I feel like if you’re not homophobic anymore, you shouldn’t mind apologizing for your past homophobia again and again and again. I don’t want to hear a hostile retelling of how we didn’t hear your meager apology the first time.
— Louis Virtel (@louisvirtel) January 4, 2019
Ellen giving homophobes the ability to say “but Ellen said it’s okay” is a massive fucking betrayal.
I don’t care how many sitcoms you lost in the 90s.
— Happy Houlidays (@RyanHoulihan) January 4, 2019
(1) First, the people who brought up Kevin Hart's past tweets — like me — were not, as Ellen characterized, "haters." The host of the Oscars had made anti-gay jokes, and LGBT people who love the Oscars were legitimately startled to see just how harsh his words were.

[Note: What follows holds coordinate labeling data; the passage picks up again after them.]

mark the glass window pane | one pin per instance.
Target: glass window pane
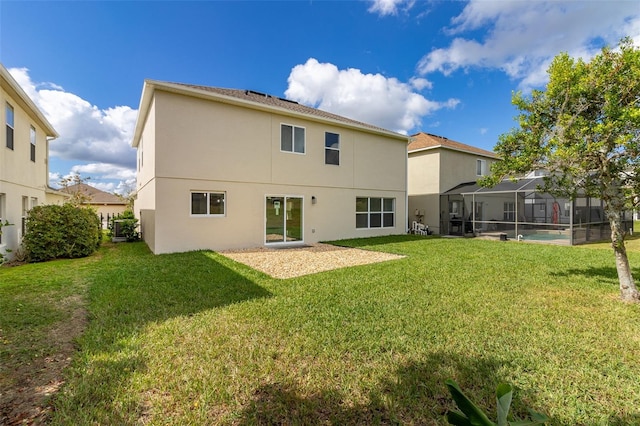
(331, 140)
(375, 220)
(275, 211)
(294, 219)
(9, 137)
(198, 203)
(362, 220)
(286, 138)
(376, 204)
(9, 115)
(388, 220)
(298, 133)
(332, 156)
(216, 203)
(362, 205)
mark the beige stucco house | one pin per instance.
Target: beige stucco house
(436, 165)
(104, 203)
(24, 151)
(224, 169)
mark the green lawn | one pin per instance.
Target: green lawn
(196, 338)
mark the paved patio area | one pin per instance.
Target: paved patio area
(294, 261)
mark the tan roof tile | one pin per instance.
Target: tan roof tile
(421, 141)
(95, 195)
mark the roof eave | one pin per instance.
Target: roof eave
(27, 103)
(428, 148)
(151, 85)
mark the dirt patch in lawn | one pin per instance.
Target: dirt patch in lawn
(25, 389)
(295, 261)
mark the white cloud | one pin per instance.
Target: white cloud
(105, 171)
(522, 37)
(389, 7)
(371, 98)
(87, 133)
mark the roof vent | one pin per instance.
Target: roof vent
(253, 92)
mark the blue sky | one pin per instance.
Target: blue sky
(443, 67)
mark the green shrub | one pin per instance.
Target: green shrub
(61, 231)
(128, 226)
(471, 415)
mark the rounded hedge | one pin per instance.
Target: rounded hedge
(61, 231)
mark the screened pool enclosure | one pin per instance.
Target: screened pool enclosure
(518, 210)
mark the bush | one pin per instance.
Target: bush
(65, 231)
(128, 226)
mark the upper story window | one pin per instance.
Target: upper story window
(332, 148)
(292, 139)
(32, 139)
(208, 203)
(9, 120)
(481, 167)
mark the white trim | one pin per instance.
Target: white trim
(293, 139)
(264, 217)
(382, 212)
(429, 148)
(209, 215)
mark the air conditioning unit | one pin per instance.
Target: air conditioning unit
(118, 234)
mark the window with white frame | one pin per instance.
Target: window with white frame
(332, 148)
(375, 212)
(509, 212)
(9, 116)
(481, 167)
(2, 213)
(292, 138)
(32, 139)
(208, 203)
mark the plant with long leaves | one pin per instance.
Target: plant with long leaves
(471, 415)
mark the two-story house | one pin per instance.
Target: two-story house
(224, 168)
(436, 165)
(24, 170)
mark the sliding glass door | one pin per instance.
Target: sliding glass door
(283, 219)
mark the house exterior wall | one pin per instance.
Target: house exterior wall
(432, 172)
(191, 144)
(23, 182)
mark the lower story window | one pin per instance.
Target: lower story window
(375, 212)
(509, 213)
(208, 203)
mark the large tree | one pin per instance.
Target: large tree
(584, 130)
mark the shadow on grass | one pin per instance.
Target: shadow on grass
(130, 289)
(415, 395)
(602, 272)
(378, 241)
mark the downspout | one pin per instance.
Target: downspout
(406, 191)
(473, 213)
(516, 209)
(571, 213)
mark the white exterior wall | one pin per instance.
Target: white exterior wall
(20, 178)
(434, 171)
(192, 144)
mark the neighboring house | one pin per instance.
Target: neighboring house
(24, 151)
(105, 204)
(436, 165)
(226, 169)
(518, 209)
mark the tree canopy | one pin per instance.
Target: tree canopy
(584, 130)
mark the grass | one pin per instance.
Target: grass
(196, 338)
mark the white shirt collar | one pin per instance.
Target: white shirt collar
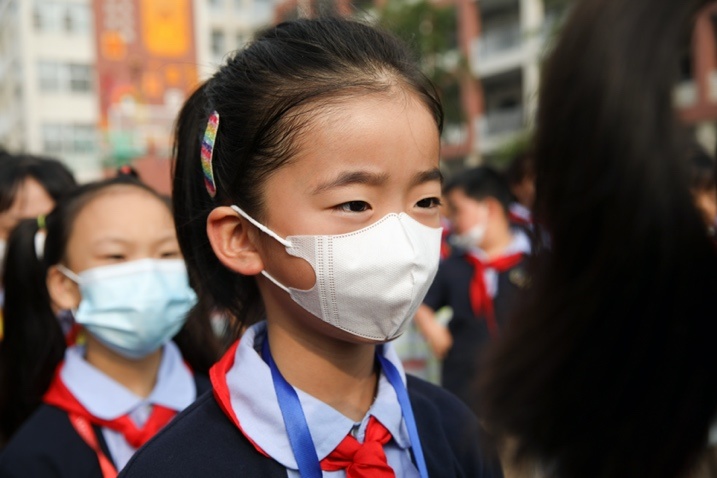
(254, 402)
(106, 399)
(519, 245)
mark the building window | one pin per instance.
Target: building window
(63, 77)
(60, 138)
(61, 17)
(49, 75)
(80, 78)
(218, 47)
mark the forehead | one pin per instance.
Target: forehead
(123, 210)
(386, 131)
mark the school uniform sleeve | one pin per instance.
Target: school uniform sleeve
(47, 446)
(450, 434)
(438, 293)
(200, 442)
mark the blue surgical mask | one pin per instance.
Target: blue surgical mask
(134, 307)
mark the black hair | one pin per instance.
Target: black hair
(520, 168)
(609, 368)
(481, 183)
(52, 175)
(34, 343)
(266, 96)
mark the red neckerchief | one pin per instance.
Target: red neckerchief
(60, 396)
(218, 377)
(362, 460)
(481, 301)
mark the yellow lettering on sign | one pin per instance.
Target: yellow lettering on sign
(166, 27)
(113, 46)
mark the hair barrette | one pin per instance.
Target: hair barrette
(210, 137)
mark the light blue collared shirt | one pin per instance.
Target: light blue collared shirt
(106, 399)
(255, 404)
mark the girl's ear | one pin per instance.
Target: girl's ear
(64, 293)
(232, 241)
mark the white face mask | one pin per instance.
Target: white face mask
(471, 238)
(370, 282)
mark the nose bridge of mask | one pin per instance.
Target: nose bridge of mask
(69, 274)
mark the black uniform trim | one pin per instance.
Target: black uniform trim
(47, 446)
(202, 441)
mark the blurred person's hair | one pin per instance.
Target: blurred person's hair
(481, 183)
(520, 168)
(34, 343)
(50, 173)
(702, 168)
(609, 369)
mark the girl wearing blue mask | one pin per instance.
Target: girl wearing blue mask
(108, 252)
(306, 198)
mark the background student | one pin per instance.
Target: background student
(108, 252)
(481, 281)
(609, 368)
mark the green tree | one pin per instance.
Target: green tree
(432, 31)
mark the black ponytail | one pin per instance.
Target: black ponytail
(33, 343)
(610, 368)
(266, 95)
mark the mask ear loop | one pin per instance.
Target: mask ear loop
(261, 227)
(40, 237)
(69, 274)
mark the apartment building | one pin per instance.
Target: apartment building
(225, 25)
(99, 82)
(48, 89)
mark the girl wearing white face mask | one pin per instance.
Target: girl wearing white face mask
(108, 252)
(312, 203)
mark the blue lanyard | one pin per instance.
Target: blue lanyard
(298, 430)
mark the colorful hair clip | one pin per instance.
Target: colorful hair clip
(40, 236)
(210, 137)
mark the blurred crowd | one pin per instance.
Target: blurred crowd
(271, 317)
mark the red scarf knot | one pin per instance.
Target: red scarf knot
(362, 460)
(481, 301)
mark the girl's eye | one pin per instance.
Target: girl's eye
(429, 203)
(354, 206)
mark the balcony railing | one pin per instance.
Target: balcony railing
(498, 122)
(499, 40)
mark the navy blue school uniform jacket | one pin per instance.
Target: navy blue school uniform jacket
(233, 432)
(48, 445)
(471, 332)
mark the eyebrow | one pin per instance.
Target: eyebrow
(352, 177)
(375, 179)
(427, 176)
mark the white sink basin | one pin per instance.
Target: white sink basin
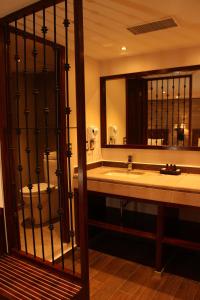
(123, 173)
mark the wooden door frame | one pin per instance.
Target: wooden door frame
(81, 132)
(11, 207)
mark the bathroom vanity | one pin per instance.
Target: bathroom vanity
(167, 192)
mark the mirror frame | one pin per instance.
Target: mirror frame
(135, 75)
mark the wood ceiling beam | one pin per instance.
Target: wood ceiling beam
(28, 10)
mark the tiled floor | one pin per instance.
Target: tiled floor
(47, 240)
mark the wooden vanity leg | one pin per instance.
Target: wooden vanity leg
(159, 236)
(76, 213)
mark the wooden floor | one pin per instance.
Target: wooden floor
(119, 279)
(22, 281)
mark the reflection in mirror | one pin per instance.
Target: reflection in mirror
(116, 111)
(154, 110)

It wasn't a…
— Adam B. Vary (@adambvary) January 4, 2019
Ellen’s show is basically the embodiment of respectability politics, so using it as a platform to absolve Kevin Hart on our behalf sounds pretty much on brand. Her sitcom allowed her to do something radical, which she suffered for, & she’s been running away from that ever since.
— Laurence "Laura Dern" Barber (@bortlb) January 4, 2019
The only thing @KevinHart4real proved by going on Ellen was that he is a terrible actor with zero genuine remorse who didn’t have the decency to address his ignorance. No, they weren’t “haters” who came after you. It was the LGBTQI+ community because we’re sick to shit of it.
— Harry Cook (@HarryCook) January 4, 2019
this whole ellen/kevin hart thing is a perfect example of how privilege and constant praise distorts a person’s reality so much that they perceive any criticism, however valid, to be an attack on their entire livelihood
— ellie (@eleanorbate) January 4, 2019
According to Variety, Hart later admitted that he is considering taking back the role after receiving her blessing.
“Leaving here, I promise you I’m evaluating this conversation,” he reportedly told DeGeneres. “This is a conversation I needed to have. I’m glad I had it here. I’m glad it’s as authentic and real as I could’ve hoped it would be.”
Last week, an analysis measuring Hart’s ongoing “consumer approval” showed that his favorability remains largely intact despite the incident, with the survey measuring overall “likability, relatability, and trustworthiness among U.S. consumers.”